The Motion to Dismiss Counts III and IV is therefore denied.
C. The Motion To Dismiss Count V Is Denied In Part And Granted In Part.
Count V of the Amended Complaint alleges that Hackman breached
Section 8.10 of the SPA by filing the Enforcement Action and the Fraud Action.
Am. Compl. ¶¶ 92–102.
To the extent Count V is premised on the Enforcement Action, the Motion to
Dismiss is granted. As explained above, Section 1.5(e)(ii) of the SPA permits
21 “judgment [to] be entered upon such determination of the Arbiter in any court having
jurisdiction over any Party in order to enforce such determination.” SPA § 1.5(e)(ii)
(emphasis added). Based on the plain language of the SPA, Hackman was permitted
to file the Enforcement Action in Mississippi Federal Court to enforce the Arbiter’s
award. See supra pp. 16–17. The Amended Complaint therefore fails to state a
claim for breach of the SPA premised on the Enforcement Action.
To the extent Count V is premised on the Fraud Action, the Motion to Dismiss
is denied. As detailed above, Section 8.10 requires that “[a]ny suit, action or other
proceeding arising out of or relating to [the SPA] or any transaction contemplated
hereby shall be brought exclusively in the Delaware Court of Chancery” or another
Delaware court. SPA § 8.10. The Fraud Action arises out of or relates to the SPA
and the transaction contemplated thereunder; no other exceptions to the forum
selection provision in Sections 8.10 or 1.5(e)(ii) apply; and the plain language of the
SPA therefore requires that action be brought in a Delaware court. See supra pp.

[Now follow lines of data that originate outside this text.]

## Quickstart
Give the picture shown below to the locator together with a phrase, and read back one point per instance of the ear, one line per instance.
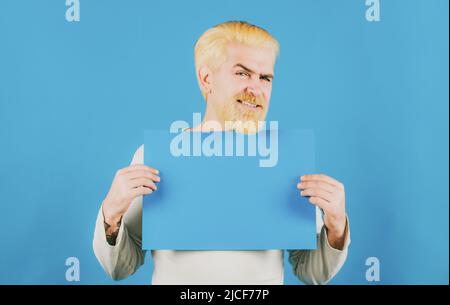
(204, 79)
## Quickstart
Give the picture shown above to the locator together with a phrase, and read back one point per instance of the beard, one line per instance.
(243, 113)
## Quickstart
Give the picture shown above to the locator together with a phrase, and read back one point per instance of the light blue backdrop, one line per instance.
(76, 97)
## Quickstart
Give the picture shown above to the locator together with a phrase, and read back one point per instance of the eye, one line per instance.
(242, 73)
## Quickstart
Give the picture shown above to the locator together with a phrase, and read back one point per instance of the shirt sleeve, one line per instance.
(319, 266)
(122, 259)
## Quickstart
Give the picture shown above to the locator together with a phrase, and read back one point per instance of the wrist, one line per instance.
(110, 216)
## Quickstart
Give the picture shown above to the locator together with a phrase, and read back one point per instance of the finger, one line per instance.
(142, 182)
(142, 174)
(316, 192)
(316, 184)
(320, 177)
(320, 202)
(139, 191)
(141, 167)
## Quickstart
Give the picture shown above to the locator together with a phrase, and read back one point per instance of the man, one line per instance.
(234, 64)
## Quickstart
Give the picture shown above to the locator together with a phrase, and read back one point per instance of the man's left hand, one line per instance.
(328, 194)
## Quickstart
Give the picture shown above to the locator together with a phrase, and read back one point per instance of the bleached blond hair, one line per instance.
(211, 47)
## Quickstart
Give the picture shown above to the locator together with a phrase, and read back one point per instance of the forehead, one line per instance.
(261, 60)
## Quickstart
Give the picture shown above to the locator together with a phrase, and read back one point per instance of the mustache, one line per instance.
(250, 98)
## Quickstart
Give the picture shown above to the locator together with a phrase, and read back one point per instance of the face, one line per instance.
(240, 88)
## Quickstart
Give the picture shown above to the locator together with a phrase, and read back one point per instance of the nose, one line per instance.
(254, 88)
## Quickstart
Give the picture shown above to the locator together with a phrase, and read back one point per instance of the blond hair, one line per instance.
(211, 48)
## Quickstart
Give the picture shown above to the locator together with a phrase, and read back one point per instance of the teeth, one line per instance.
(248, 104)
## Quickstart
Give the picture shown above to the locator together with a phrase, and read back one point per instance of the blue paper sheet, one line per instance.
(229, 202)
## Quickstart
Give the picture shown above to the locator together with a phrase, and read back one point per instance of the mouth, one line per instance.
(248, 104)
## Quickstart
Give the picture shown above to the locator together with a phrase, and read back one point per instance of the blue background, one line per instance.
(75, 98)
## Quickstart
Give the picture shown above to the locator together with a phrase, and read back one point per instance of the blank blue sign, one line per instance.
(229, 202)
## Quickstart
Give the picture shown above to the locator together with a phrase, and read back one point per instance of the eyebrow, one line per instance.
(251, 71)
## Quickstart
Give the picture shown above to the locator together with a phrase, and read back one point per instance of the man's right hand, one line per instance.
(129, 183)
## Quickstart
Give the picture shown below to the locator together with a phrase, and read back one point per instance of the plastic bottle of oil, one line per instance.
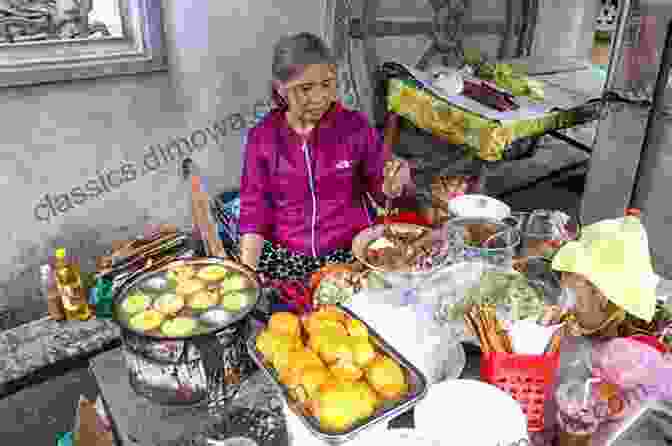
(69, 281)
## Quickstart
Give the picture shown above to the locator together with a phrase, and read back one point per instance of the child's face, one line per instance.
(453, 184)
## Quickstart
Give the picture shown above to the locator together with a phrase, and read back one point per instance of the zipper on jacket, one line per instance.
(311, 184)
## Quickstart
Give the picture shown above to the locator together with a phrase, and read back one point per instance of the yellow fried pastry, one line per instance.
(189, 286)
(387, 378)
(340, 405)
(362, 351)
(284, 323)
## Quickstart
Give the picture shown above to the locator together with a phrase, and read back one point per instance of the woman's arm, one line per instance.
(375, 154)
(256, 214)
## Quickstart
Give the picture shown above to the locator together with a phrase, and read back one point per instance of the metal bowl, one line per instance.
(504, 244)
(156, 281)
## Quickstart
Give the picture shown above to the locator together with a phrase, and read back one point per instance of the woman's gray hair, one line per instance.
(292, 53)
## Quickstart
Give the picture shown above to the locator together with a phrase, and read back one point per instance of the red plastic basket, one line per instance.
(527, 378)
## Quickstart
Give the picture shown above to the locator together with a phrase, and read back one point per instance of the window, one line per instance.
(61, 40)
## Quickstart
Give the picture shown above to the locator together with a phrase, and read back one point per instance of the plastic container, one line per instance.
(529, 379)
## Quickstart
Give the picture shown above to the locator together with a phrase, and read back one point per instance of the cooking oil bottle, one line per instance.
(69, 281)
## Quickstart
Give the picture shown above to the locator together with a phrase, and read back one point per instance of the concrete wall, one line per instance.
(59, 136)
(619, 142)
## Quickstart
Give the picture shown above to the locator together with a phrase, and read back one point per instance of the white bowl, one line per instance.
(479, 206)
(470, 412)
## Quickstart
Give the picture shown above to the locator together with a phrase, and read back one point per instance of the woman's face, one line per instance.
(311, 93)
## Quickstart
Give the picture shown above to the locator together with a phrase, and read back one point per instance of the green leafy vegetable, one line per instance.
(507, 291)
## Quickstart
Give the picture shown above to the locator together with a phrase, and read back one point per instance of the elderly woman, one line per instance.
(308, 166)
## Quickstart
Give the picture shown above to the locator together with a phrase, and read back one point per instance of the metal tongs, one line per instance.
(202, 213)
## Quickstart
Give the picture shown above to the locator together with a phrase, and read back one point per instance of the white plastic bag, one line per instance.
(409, 327)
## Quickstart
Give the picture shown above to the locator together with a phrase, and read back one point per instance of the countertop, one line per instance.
(41, 349)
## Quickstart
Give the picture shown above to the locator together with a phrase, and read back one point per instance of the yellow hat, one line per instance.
(614, 255)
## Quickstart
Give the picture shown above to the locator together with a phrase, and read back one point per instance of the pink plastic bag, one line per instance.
(628, 363)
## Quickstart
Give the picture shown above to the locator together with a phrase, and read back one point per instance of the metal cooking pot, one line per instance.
(188, 370)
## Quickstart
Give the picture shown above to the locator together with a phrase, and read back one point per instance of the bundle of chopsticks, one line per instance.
(482, 320)
(132, 257)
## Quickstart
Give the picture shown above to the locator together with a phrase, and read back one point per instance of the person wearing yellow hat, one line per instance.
(609, 268)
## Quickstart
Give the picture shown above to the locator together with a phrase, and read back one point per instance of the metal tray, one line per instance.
(156, 280)
(417, 389)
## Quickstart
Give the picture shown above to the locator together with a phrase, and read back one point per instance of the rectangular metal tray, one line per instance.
(417, 389)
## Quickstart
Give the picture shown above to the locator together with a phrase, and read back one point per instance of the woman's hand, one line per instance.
(397, 174)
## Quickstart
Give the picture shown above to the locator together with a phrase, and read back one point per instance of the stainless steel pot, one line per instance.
(501, 247)
(189, 370)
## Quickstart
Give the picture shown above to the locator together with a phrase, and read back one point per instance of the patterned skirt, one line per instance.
(279, 263)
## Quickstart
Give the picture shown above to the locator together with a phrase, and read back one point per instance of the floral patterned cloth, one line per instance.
(487, 139)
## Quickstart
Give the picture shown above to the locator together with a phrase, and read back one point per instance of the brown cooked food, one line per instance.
(475, 234)
(408, 246)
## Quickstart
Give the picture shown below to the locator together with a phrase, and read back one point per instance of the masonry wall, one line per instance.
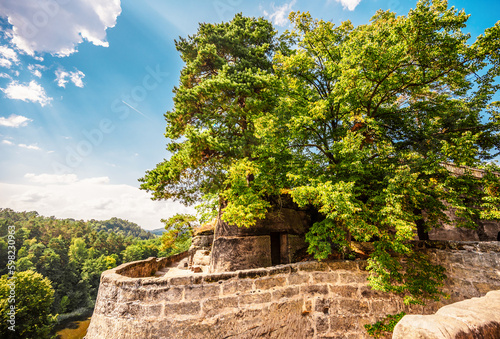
(301, 300)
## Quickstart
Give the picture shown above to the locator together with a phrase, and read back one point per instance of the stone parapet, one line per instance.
(300, 300)
(468, 319)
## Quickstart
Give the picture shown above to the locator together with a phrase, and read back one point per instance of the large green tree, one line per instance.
(225, 88)
(367, 122)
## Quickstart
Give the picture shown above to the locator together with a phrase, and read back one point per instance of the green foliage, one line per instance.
(179, 230)
(359, 123)
(73, 254)
(384, 326)
(225, 88)
(33, 299)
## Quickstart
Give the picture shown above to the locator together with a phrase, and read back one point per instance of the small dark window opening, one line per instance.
(275, 248)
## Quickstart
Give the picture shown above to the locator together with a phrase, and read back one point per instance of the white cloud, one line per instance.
(349, 4)
(279, 16)
(91, 198)
(50, 179)
(57, 27)
(75, 77)
(14, 121)
(5, 63)
(7, 57)
(32, 147)
(35, 70)
(33, 92)
(61, 78)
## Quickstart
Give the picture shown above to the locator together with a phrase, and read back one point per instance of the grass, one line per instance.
(77, 330)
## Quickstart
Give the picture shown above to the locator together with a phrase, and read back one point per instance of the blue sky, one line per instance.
(84, 86)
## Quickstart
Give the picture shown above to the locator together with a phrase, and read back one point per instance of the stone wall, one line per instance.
(148, 267)
(468, 319)
(301, 300)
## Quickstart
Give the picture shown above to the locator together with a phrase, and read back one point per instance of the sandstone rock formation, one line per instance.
(473, 318)
(301, 300)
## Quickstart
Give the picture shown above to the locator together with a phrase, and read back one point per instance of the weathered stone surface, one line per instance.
(299, 300)
(232, 254)
(183, 308)
(198, 292)
(270, 282)
(473, 318)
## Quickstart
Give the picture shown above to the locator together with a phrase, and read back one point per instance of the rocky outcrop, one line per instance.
(473, 318)
(301, 300)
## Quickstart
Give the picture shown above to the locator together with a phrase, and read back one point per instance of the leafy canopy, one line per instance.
(361, 123)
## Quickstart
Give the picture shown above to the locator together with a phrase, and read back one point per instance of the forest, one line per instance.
(62, 260)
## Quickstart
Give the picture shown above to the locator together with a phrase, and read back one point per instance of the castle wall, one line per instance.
(301, 300)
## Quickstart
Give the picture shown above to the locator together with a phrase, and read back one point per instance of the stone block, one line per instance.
(287, 292)
(322, 324)
(198, 292)
(343, 324)
(232, 254)
(298, 279)
(314, 289)
(281, 269)
(253, 274)
(353, 306)
(217, 277)
(215, 306)
(353, 277)
(322, 305)
(129, 294)
(237, 286)
(254, 298)
(389, 306)
(348, 265)
(183, 308)
(325, 277)
(313, 266)
(270, 282)
(344, 291)
(149, 311)
(186, 280)
(169, 294)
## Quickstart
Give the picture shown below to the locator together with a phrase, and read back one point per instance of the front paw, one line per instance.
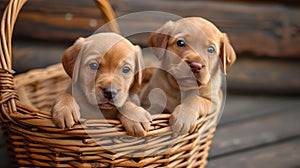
(65, 111)
(137, 123)
(183, 120)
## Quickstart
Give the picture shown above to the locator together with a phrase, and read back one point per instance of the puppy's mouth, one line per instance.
(106, 106)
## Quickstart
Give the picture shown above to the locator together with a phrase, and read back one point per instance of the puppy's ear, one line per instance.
(158, 40)
(139, 65)
(70, 56)
(227, 54)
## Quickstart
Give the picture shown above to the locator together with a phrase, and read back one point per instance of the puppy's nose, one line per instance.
(110, 92)
(196, 67)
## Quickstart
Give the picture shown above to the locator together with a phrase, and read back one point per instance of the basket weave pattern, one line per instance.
(34, 141)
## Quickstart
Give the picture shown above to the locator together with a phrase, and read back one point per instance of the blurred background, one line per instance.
(260, 124)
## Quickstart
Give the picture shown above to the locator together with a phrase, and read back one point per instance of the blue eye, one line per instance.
(94, 66)
(211, 49)
(126, 69)
(180, 43)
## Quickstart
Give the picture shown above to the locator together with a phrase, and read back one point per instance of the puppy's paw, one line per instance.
(65, 111)
(183, 120)
(137, 122)
(135, 128)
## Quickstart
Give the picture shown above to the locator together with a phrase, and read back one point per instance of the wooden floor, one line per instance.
(254, 132)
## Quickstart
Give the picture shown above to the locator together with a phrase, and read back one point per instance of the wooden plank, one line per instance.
(271, 30)
(256, 132)
(264, 75)
(281, 155)
(28, 55)
(239, 108)
(58, 20)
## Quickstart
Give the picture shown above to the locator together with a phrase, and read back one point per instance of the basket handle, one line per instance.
(7, 91)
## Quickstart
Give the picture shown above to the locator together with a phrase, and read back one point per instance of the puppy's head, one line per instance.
(191, 48)
(106, 67)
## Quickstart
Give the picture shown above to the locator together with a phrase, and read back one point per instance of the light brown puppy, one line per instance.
(188, 81)
(106, 73)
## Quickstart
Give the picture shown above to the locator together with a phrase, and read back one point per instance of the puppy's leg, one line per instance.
(65, 111)
(135, 119)
(185, 115)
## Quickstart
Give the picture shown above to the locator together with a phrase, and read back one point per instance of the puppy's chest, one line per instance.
(173, 99)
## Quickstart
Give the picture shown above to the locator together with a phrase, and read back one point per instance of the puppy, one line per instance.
(106, 73)
(188, 82)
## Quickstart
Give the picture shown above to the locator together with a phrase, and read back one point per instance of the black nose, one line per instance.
(196, 67)
(110, 93)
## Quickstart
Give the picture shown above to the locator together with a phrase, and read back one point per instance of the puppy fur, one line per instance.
(190, 74)
(106, 74)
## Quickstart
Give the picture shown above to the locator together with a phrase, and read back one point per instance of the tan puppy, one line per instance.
(190, 76)
(106, 73)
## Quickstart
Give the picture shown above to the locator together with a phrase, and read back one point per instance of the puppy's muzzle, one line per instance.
(195, 67)
(110, 93)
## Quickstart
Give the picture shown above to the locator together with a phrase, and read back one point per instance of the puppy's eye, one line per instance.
(211, 49)
(180, 43)
(126, 69)
(94, 66)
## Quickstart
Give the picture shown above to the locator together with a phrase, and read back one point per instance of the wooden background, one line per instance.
(265, 35)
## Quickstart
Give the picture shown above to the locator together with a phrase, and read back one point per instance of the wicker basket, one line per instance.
(34, 141)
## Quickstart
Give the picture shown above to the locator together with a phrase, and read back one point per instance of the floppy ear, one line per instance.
(227, 54)
(158, 40)
(139, 65)
(70, 56)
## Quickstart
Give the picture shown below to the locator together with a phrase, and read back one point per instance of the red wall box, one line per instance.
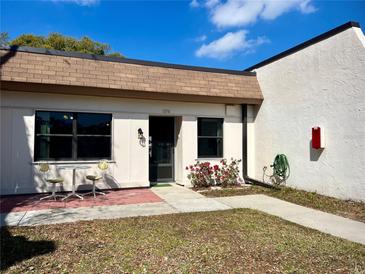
(317, 138)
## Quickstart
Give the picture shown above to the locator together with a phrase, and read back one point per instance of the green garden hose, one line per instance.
(281, 167)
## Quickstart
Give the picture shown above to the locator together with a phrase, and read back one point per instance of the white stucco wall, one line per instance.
(130, 160)
(321, 85)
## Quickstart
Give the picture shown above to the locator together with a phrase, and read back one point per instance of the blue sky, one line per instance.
(231, 34)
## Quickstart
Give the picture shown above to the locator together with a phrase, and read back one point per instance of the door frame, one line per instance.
(173, 179)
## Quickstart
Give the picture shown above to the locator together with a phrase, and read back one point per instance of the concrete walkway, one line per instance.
(179, 199)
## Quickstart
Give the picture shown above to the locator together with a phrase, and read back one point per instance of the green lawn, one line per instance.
(232, 241)
(348, 209)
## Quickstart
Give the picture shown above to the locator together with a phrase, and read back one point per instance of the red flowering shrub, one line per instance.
(202, 174)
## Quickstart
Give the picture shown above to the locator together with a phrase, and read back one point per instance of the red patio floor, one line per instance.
(113, 197)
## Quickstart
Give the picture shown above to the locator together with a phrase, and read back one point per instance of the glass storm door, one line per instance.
(161, 149)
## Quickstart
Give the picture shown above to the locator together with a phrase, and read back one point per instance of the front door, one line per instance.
(161, 148)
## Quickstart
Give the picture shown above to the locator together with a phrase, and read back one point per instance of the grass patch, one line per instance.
(161, 185)
(348, 209)
(234, 241)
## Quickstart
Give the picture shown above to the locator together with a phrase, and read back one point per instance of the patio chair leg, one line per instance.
(53, 195)
(94, 191)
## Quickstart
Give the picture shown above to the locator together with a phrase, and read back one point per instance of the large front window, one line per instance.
(210, 138)
(72, 136)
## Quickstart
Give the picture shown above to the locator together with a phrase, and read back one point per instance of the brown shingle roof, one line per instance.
(126, 79)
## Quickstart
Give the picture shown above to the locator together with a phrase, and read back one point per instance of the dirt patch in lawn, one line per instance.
(232, 241)
(348, 209)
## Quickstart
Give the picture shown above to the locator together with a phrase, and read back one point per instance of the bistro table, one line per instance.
(73, 167)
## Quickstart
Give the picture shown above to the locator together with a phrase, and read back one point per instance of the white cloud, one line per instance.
(211, 3)
(230, 44)
(235, 13)
(201, 38)
(85, 3)
(194, 4)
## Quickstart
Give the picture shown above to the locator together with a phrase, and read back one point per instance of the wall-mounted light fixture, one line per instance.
(140, 133)
(141, 138)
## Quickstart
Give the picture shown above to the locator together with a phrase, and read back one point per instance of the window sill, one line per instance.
(71, 162)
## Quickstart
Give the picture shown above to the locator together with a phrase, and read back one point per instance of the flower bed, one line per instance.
(203, 174)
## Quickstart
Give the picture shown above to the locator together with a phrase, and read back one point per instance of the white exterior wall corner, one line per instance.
(321, 85)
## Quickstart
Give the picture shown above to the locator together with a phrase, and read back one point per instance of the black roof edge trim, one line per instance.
(305, 44)
(123, 60)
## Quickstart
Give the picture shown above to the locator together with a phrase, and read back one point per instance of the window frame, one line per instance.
(74, 135)
(210, 137)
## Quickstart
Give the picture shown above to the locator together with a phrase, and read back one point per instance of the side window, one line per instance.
(210, 137)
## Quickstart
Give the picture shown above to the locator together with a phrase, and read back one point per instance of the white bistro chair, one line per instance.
(44, 168)
(102, 166)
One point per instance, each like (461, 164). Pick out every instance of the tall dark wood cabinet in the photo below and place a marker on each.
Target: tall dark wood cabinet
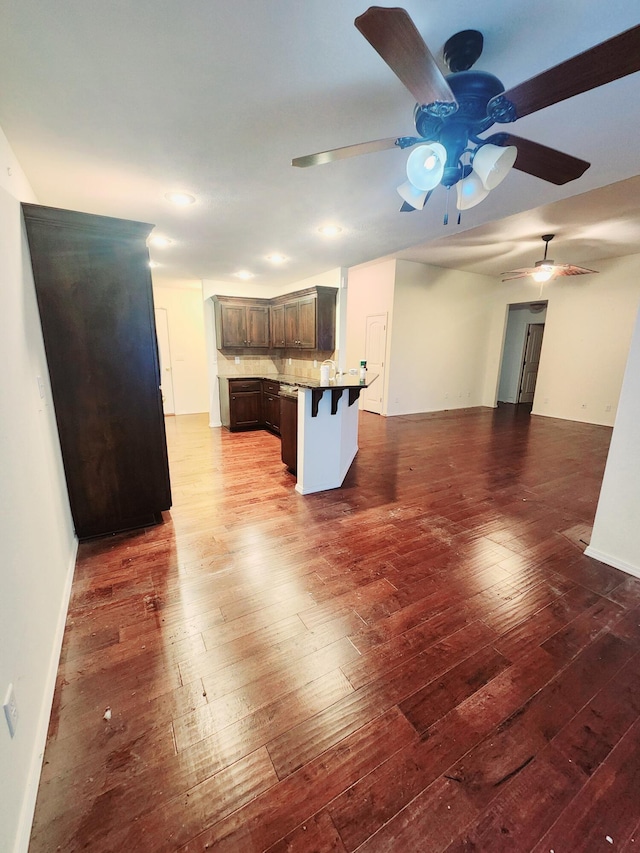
(94, 294)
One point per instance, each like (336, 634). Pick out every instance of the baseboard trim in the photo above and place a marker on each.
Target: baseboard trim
(612, 561)
(40, 740)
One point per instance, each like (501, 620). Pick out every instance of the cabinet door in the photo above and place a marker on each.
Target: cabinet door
(307, 322)
(276, 314)
(245, 410)
(257, 326)
(291, 323)
(234, 327)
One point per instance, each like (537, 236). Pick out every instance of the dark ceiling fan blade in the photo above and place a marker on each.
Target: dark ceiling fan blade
(521, 273)
(343, 153)
(608, 61)
(393, 34)
(542, 162)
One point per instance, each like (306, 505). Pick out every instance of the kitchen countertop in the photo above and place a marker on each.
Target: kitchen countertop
(346, 380)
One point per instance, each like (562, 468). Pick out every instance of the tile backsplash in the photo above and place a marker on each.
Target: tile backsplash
(261, 365)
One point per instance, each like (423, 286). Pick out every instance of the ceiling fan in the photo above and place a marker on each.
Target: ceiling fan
(451, 112)
(546, 269)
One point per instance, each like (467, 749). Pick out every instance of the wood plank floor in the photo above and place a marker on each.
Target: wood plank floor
(423, 660)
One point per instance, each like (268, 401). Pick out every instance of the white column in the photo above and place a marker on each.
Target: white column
(616, 530)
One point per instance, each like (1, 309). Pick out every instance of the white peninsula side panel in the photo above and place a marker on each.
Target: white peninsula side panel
(327, 443)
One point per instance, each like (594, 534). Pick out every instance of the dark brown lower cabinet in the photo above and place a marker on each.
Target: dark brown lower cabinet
(95, 300)
(245, 404)
(271, 405)
(250, 404)
(289, 432)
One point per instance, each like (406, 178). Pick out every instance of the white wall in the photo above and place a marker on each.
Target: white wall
(519, 317)
(370, 291)
(614, 538)
(439, 339)
(588, 329)
(185, 316)
(37, 542)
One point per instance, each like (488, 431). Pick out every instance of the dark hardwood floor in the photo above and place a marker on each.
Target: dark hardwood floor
(423, 660)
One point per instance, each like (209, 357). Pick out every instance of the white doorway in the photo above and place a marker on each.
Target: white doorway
(375, 348)
(164, 354)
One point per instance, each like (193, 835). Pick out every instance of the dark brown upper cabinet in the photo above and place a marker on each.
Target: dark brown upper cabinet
(305, 319)
(242, 323)
(93, 287)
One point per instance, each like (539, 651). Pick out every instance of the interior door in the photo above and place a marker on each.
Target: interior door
(164, 351)
(374, 349)
(530, 363)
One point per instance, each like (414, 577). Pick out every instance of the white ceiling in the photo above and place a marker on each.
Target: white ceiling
(109, 105)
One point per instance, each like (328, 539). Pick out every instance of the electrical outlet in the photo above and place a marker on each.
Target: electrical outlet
(11, 710)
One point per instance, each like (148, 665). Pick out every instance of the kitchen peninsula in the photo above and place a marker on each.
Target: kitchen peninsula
(326, 433)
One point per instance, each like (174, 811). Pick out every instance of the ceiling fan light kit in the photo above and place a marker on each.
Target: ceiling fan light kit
(546, 269)
(451, 112)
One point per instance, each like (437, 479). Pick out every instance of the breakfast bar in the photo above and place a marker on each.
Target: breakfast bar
(318, 422)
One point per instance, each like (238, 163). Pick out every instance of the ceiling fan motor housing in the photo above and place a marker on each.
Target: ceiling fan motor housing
(472, 90)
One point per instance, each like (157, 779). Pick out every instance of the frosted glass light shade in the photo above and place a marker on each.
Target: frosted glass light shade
(413, 196)
(543, 273)
(471, 191)
(493, 162)
(425, 166)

18–19. The Amended Complaint states a claim for breach of the SPA premised on
Hackman filing the Fraud Action in Mississippi Federal Court.8
8 Hackman also moves to dismiss for lack of personal jurisdiction. Section 8.10, which (as explained above) requires Hackman’s fraud claim be filed in this Court, also states that “each of the Parties hereto hereby irrevocably submits to the exclusive jurisdiction of such courts for the purpose of any such suit, action or other proceeding.” SPA § 8.10. The Motion to Dismiss for lack of personal jurisdiction is therefore denied.
22 D. The Court Has Equitable Subject Matter Jurisdiction.
Hackman separately argues that the Court lacks equitable subject matter
jurisdiction over this action. “The Court of Chancery is a court of limited
jurisdiction.” Yu v. GSM Nation, LLC, 2017 WL 2889515, at *2 (Del. Ch. July 7,
2017). This Court “maintains subject matter jurisdiction ‘only when (1) the
complaint states a claim for relief that is equitable in character, (2) the complaint
requests an equitable remedy when there is no adequate remedy at law or
(3) Chancery is vested with jurisdiction by statute.’” Smith v. Scott, 2021 WL
1592463, at *14 (Del. Ch. Apr. 23, 2021) (quoting Perlman v. Vox Media, Inc., 2019
WL 2647520, at *4 (Del. Ch. June 27, 2019), aff’d, 249 A.3d 375 (Del. 2021)
(TABLE)).
The Court has equitable subject matter jurisdiction over this action because
WWEC’s pleadings seek equitable relief, including an order enjoining Hackman
from prosecuting the Enforcement Action and the Fraud Action in violation of
Section 8.10 of the SPA. Am. Compl. at 31. To be clear, WWEC has not moved
for preliminary injunctive relief in connection with the present motion, but this
request in the pleadings supports the Court’s exercise of subject matter jurisdiction
over the action.
23 III. CONCLUSION
For the reasons explained above, the Motion to Dismiss is granted in part and
denied in part. The Motion to Dismiss Counts I and II is granted; those counts are
dismissed in favor of the Enforcement Action. The Motion to Dismiss Counts III
and IV is denied. Count V is dismissed to the extent it is premised on the
Enforcement Action and sustained to the extent it is premised on the Fraud Action.